MSN/Hotmail Closing the Barn Doors
While Microsoft should be applauded for actions that protect their subscribers' mailboxes, this strikes me as a case of closing the barn doors after the horses ran off. Microsoft wasted earlier opportunities to act, thus allowing the problem to escalate to a considerable magnitude. Remember, the Spamhaus Project reported MSN/Hotmail ignored all their efforts to report dictionary attacks, even ones lasting over five months.
Dictionary attacks can be detected and averted. Microsoft's failure to implement these measures allowed spammers to harvest thousands--if not hundreds of thousands--of email addresses. Microsoft could have invested in technical staff to harden their servers against spam.

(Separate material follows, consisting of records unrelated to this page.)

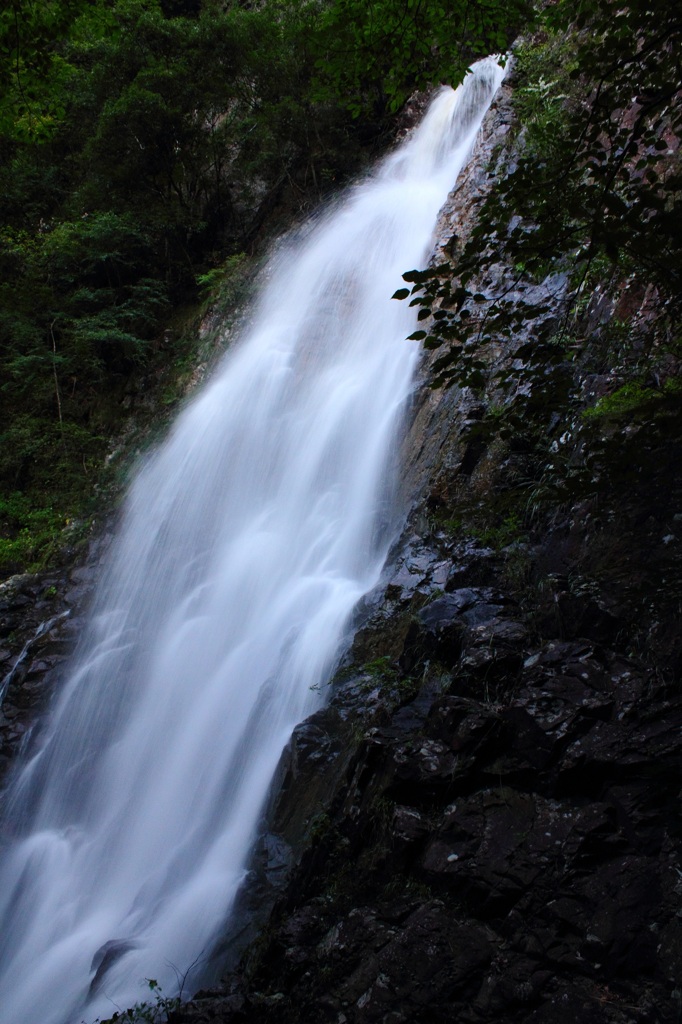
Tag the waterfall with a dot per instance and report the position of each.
(247, 541)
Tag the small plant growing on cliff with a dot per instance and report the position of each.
(158, 1011)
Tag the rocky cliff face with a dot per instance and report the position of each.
(483, 824)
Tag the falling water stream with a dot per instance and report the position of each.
(247, 541)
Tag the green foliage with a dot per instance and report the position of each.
(634, 397)
(592, 192)
(27, 534)
(158, 1011)
(376, 52)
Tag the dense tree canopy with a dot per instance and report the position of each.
(144, 142)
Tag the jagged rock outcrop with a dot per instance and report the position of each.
(483, 824)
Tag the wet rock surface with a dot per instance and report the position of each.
(41, 617)
(492, 828)
(503, 844)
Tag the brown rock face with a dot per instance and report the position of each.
(488, 825)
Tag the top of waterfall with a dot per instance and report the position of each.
(451, 122)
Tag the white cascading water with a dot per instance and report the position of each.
(247, 541)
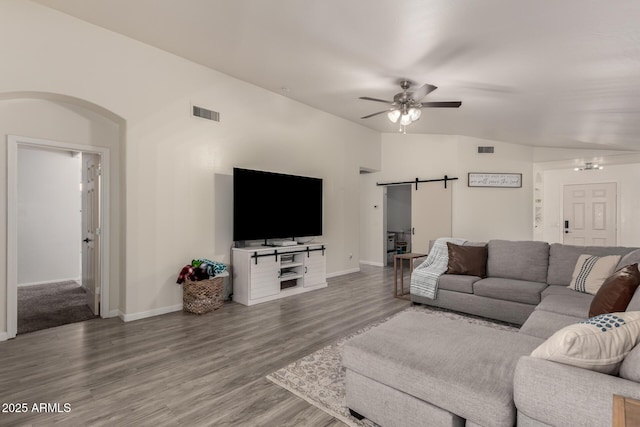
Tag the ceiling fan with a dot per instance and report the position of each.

By failing to do so they are now confronted with an enormous spam problem and are forced to pay for a much more expensive legal staff to pursue these lawsuits.
In a recent essay, Microsoft called for new laws to prohibit address harvesting, for which they should be commended. Nonetheless, they will have to argue these lawsuits in terms of existing law, such as the trespassing claims of the Computer Fraud and Abuse Act of 1986. Hopefully they will prevail.
In the meantime, Microsoft, how about hiring a few engineers to instrument your mail servers to detect and avert future dictionary attacks?